I did not capacity test them when new but the highest test capacity I ever got from them was 20Ah.
 

dl324

Joined Mar 30, 2015
13,505
Do you think it would work if the bigger battery on the right was at 7AH capacity and the smaller battery was also at 7Ah capacity and the battery on the Left at 14Ah capacity?
If the batteries were matched. Even if you started with matched batteries, over time, one will become weaker than the other. That's when abuse of the weaker will accelerate.
 

MrChips

Joined Oct 2, 2009
24,609
When batteries are configured in series it is better to charge them individually.

I have two 12V batteries in my lawn mover. I opened the battery pack and brought out a connection to the junction between the two batteries. Now I can charge each battery separately.
 

Thread Starter

Lumenosity

Joined Mar 1, 2017
636
When batteries are configured in series it is better to charge them individually.

I have two 12V batteries in my lawn mover. I opened the battery pack and brought out a connection to the junction between the two batteries. Now I can charge each battery separately.
I think that would be ideal.
These two batteries are used in a battery backup and are very difficult to get to.

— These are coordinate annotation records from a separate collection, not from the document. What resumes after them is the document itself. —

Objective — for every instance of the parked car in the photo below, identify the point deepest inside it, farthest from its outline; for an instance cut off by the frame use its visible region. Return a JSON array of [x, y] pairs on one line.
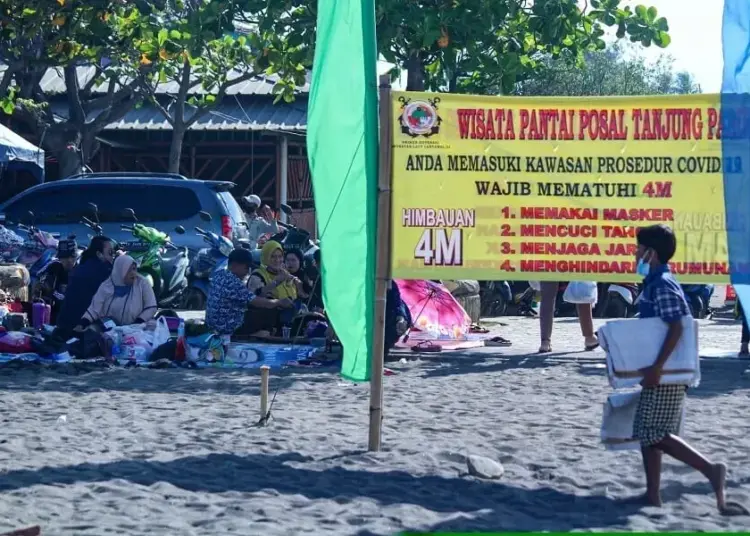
[[163, 201]]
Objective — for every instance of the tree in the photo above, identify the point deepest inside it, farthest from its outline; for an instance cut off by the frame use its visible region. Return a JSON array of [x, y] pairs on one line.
[[196, 46], [66, 35], [615, 71]]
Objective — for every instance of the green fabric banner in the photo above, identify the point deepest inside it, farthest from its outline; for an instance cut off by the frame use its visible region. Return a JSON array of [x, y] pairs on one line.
[[342, 147]]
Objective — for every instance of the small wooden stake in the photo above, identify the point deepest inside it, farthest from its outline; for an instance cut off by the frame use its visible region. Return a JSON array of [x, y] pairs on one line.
[[31, 531], [265, 370], [383, 262]]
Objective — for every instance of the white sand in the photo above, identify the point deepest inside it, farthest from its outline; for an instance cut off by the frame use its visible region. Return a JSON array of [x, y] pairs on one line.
[[173, 452]]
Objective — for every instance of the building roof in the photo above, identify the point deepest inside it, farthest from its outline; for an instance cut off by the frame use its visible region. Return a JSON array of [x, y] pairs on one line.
[[234, 113], [53, 83]]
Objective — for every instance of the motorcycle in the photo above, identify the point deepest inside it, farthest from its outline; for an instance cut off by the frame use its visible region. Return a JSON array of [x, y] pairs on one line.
[[206, 262], [291, 237], [698, 298], [166, 276], [617, 300], [39, 249]]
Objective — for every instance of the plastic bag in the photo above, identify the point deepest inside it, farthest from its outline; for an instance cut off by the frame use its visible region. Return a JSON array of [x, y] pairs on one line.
[[581, 292], [161, 332]]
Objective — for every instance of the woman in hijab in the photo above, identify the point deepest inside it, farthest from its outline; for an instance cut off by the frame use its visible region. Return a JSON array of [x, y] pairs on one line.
[[294, 263], [272, 280], [126, 297]]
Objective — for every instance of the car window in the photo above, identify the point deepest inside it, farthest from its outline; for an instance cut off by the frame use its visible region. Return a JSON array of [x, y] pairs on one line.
[[235, 212], [66, 205], [51, 205], [151, 203]]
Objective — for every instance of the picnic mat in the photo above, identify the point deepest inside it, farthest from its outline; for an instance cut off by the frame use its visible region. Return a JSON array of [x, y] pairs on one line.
[[240, 356]]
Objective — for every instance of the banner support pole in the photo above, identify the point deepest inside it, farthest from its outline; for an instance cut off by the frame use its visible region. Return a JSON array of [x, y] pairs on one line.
[[383, 262]]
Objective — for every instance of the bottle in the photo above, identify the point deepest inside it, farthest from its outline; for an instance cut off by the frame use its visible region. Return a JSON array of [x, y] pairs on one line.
[[39, 314], [180, 349], [116, 344]]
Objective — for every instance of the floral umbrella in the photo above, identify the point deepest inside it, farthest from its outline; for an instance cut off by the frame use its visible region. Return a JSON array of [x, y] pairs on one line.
[[434, 310]]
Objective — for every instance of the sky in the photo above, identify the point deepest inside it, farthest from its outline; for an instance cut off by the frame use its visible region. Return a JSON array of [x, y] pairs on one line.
[[695, 29]]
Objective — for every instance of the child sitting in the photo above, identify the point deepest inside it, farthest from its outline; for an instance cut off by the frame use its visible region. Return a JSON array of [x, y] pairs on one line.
[[228, 297]]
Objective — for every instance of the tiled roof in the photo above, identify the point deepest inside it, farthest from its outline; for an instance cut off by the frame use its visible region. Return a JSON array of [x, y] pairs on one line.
[[235, 113]]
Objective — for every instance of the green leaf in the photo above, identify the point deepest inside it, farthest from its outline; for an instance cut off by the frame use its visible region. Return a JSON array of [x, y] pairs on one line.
[[663, 39]]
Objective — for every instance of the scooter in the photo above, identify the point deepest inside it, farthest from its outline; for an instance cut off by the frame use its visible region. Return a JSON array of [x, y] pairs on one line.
[[291, 237], [617, 300], [204, 265], [39, 249], [698, 298], [166, 276]]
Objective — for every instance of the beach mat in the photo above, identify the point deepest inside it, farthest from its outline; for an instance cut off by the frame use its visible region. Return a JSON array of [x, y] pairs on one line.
[[246, 356], [445, 345]]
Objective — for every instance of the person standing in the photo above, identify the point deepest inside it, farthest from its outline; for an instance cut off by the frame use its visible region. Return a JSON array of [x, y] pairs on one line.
[[659, 412], [547, 315], [53, 280], [260, 220]]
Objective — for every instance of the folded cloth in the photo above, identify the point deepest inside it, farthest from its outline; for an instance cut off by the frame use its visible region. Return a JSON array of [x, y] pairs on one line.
[[617, 421], [634, 344]]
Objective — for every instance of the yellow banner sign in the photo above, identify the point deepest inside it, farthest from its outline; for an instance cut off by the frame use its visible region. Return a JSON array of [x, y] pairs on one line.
[[509, 188]]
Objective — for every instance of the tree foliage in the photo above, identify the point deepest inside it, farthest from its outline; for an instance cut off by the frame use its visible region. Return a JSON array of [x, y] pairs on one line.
[[132, 47], [487, 46], [196, 47], [63, 35], [615, 71]]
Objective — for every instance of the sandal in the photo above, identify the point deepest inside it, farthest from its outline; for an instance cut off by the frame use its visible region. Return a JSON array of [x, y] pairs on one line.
[[498, 341], [427, 347]]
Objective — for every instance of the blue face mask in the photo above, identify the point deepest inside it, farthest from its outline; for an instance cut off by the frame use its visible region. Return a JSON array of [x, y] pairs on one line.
[[642, 268]]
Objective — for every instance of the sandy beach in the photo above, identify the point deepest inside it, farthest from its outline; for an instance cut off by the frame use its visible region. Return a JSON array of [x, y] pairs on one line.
[[174, 452]]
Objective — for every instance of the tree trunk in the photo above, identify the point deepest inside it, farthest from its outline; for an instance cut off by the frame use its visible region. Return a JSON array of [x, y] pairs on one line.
[[415, 68], [69, 161], [175, 149]]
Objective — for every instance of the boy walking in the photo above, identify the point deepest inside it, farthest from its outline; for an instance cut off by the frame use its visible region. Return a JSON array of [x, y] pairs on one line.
[[659, 412]]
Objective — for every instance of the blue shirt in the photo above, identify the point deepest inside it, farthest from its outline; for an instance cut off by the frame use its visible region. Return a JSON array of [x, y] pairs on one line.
[[662, 296], [228, 298], [83, 283]]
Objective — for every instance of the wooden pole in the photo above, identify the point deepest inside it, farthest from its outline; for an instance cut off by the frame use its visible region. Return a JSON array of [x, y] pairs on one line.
[[383, 267], [264, 373]]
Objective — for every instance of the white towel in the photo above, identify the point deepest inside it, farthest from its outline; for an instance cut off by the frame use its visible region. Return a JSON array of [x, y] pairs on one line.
[[617, 421], [634, 344]]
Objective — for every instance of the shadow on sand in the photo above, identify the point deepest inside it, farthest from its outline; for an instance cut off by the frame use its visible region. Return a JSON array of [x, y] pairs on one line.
[[475, 504]]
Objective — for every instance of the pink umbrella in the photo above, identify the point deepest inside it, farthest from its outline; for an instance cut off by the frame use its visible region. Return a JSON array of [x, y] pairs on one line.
[[434, 310]]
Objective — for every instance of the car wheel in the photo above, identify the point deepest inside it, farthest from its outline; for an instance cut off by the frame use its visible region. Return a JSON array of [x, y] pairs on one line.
[[696, 307], [616, 307], [195, 300]]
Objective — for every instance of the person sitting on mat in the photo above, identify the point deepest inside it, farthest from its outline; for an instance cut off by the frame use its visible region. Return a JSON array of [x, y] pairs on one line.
[[229, 297], [126, 297], [272, 281], [53, 280], [84, 281]]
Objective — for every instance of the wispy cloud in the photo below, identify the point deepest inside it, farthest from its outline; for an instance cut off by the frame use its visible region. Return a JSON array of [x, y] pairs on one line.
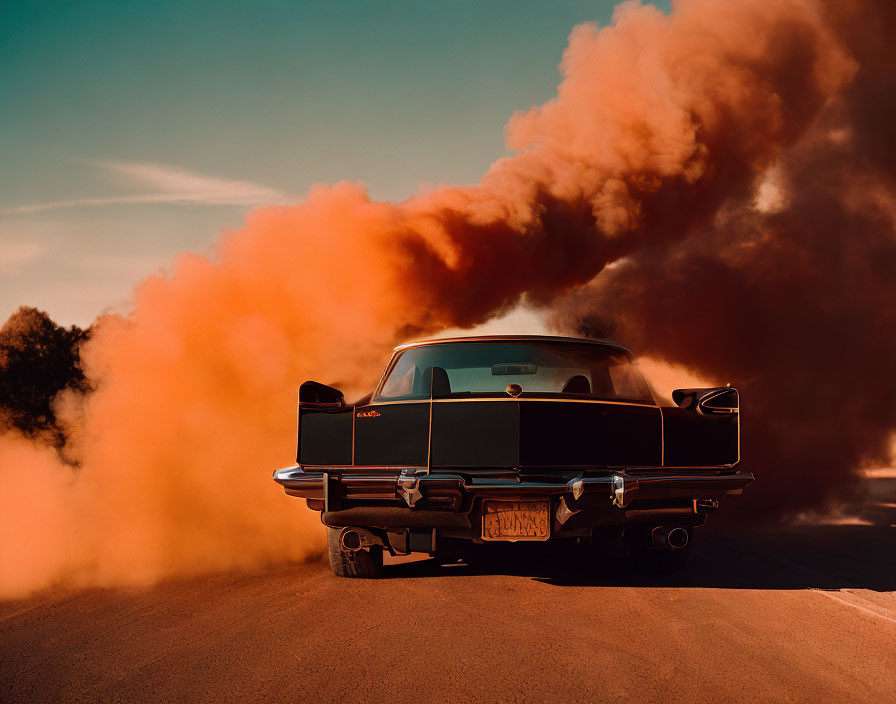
[[162, 183], [16, 255]]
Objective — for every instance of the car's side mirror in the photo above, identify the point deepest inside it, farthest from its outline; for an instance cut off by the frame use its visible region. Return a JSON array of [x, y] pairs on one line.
[[317, 395], [717, 401]]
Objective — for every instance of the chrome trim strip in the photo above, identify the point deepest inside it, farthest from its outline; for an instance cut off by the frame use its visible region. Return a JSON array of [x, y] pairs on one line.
[[510, 338], [508, 399]]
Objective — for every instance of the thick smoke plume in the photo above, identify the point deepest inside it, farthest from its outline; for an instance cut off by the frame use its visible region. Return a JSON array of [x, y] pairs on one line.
[[661, 130], [788, 292]]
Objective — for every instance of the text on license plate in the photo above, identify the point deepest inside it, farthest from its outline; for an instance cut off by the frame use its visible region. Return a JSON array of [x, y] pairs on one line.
[[515, 520]]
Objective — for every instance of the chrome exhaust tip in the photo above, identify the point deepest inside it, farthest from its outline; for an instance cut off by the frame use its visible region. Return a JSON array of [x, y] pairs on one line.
[[674, 538]]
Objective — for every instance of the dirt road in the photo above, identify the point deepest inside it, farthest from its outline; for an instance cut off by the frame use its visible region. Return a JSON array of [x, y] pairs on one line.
[[802, 614]]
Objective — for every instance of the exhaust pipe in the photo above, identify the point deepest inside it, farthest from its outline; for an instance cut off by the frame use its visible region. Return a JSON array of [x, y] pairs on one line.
[[350, 540], [674, 538], [354, 539]]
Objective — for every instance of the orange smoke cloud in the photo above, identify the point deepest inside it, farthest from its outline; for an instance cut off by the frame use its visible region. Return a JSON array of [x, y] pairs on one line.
[[658, 122]]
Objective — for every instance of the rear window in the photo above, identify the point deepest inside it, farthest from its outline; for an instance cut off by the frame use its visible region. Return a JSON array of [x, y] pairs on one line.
[[542, 369]]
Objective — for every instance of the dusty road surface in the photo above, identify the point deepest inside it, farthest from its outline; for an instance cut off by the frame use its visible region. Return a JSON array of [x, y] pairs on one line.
[[802, 614]]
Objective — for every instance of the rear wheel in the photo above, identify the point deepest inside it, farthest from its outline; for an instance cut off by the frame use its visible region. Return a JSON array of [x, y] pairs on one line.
[[364, 563], [653, 560]]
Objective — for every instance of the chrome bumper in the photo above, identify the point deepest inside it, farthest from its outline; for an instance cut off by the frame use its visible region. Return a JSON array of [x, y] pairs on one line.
[[618, 489]]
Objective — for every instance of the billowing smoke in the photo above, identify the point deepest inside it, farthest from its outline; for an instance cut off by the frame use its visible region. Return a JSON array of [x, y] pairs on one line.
[[662, 129], [788, 293]]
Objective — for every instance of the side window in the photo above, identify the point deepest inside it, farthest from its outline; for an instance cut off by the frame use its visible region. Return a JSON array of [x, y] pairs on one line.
[[400, 382]]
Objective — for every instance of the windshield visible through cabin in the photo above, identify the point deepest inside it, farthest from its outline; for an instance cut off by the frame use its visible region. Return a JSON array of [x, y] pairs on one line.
[[542, 369]]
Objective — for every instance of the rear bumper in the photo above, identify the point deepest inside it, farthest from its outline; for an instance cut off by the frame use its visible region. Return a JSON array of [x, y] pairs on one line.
[[449, 491]]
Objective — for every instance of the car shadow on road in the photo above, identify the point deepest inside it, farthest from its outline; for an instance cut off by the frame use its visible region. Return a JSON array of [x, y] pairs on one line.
[[858, 552]]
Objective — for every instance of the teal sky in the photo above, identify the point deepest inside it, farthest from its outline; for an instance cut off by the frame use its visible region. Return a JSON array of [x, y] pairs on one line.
[[132, 131]]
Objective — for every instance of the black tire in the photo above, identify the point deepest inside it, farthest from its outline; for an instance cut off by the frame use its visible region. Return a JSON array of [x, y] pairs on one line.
[[651, 560], [364, 564]]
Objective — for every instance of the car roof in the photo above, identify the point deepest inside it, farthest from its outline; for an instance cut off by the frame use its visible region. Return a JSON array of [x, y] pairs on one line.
[[512, 338]]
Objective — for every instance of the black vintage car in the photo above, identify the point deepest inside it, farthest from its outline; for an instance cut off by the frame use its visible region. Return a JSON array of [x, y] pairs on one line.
[[509, 438]]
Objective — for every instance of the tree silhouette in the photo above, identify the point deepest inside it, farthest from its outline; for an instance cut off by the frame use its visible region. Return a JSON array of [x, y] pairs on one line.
[[38, 359]]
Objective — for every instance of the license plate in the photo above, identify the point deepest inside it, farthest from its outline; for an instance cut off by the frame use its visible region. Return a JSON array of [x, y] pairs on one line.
[[515, 520]]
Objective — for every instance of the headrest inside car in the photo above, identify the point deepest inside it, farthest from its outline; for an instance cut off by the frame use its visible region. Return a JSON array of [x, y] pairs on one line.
[[441, 386], [577, 385]]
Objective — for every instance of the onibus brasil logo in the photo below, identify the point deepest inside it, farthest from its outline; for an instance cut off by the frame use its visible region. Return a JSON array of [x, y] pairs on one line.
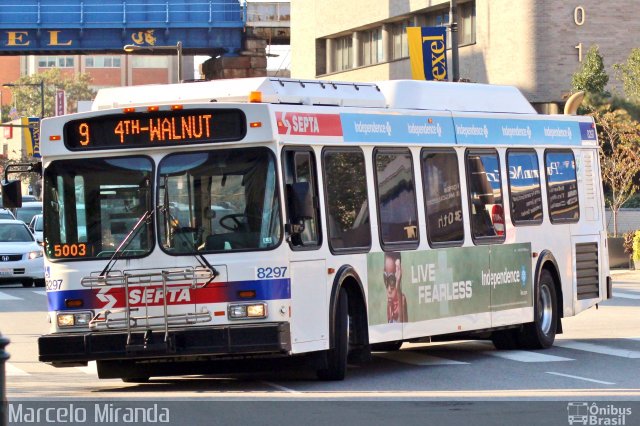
[[593, 414]]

Don't you have to separate your batteries when you charge them?
 

MrChips

Joined Oct 2, 2009
24,609
I make an extra connection to where the two batteries are connected.
I then charge each battery with a 12V battery charger.
I have to be extra careful when and how I connect the charger.
For battery #1, +ve from the charger goes to the +ve of the pack, -ve from the charger goes to the extra connection.
For battery #2, +ve from the charger goes to the extra connection, -ve from the charger goes to -ve of the pack.